Tenendosi presso i muri delle case o dietro ai tronchi delle palme, il Corsaro, Carmaux ed il negro s’avanzavano lentamente, cogli orecchi tesi, gli occhi bene aperti e le mani sulle armi, tentando di giungere inosservati presso i giustiziati.

Di tratto in tratto, quando qualche rumore echeggiava per la vasta piazza, s’arrestavano sotto la cupa ombra di qualche pianta o sotto l’oscura arcata di qualche porta, aspettando, con un certa ansietà, che il silenzio fosse tornato.

Erano già giunti a pochi passi dalla prima forca, dalla quale dondolava, mosso dalla brezza notturna, un povero diavolo quasi nudo, quando il Corsaro additò ai compagni una forma umana che si agitava sull’angolo del palazzo del Governatore.

– Per mille pescicani!… – borbottò Carmaux. – Ecco la sentinella!… Quell’uomo verrà a guastarci il lavoro.

– Ma Moko è forte, – disse il negro. – Io andrò a rapire quel soldato.

– E ti farai bucare il ventre, compare.

Il negro sorrise, mostrando due file di denti bianchi come l’avorio, e cosí acuti da fare invidia ad uno squalo, dicendo:

– Moko è astuto e sa strisciare come i serpenti che incanta.

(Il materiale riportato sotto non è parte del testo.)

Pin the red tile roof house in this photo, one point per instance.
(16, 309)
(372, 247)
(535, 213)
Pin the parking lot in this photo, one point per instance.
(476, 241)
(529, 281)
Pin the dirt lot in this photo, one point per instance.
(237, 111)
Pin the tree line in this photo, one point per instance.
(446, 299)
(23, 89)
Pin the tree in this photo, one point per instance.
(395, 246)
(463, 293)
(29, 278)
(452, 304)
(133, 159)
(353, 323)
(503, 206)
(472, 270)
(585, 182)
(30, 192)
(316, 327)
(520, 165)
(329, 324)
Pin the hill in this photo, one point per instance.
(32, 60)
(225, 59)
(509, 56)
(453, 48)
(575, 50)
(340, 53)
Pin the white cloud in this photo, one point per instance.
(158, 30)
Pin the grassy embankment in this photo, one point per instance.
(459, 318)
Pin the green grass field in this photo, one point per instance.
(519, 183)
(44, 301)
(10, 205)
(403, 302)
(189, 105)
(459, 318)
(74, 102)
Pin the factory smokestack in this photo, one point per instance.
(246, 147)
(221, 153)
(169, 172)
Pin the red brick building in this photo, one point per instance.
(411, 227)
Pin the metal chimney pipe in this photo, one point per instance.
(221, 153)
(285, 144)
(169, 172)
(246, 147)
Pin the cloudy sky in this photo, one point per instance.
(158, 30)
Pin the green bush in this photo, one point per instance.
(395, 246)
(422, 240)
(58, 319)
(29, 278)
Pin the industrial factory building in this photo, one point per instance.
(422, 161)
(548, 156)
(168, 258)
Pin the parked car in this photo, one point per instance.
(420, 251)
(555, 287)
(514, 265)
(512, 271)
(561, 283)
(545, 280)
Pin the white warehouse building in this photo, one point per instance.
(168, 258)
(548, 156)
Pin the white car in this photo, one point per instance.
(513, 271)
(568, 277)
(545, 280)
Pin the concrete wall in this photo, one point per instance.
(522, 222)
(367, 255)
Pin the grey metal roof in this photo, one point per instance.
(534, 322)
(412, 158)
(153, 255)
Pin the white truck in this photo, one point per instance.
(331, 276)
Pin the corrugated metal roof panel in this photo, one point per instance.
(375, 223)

– Va’, – gli disse il Corsaro. – Prima di prenderti con me, voglio avere una prova della tua audacia.

– L’avrete, padrone. Io prenderò quell’uomo come un tempo prendevo gli jacaré della laguna.

Si tolse dai fianchi una corda sottile, di cuoio intrecciato e che terminava in un anello, un vero lazo, simile a quello usato dai vaqueros messicani per dare la caccia ai tori, e s’allontanò silenziosamente, senza produrre il menomo rumore.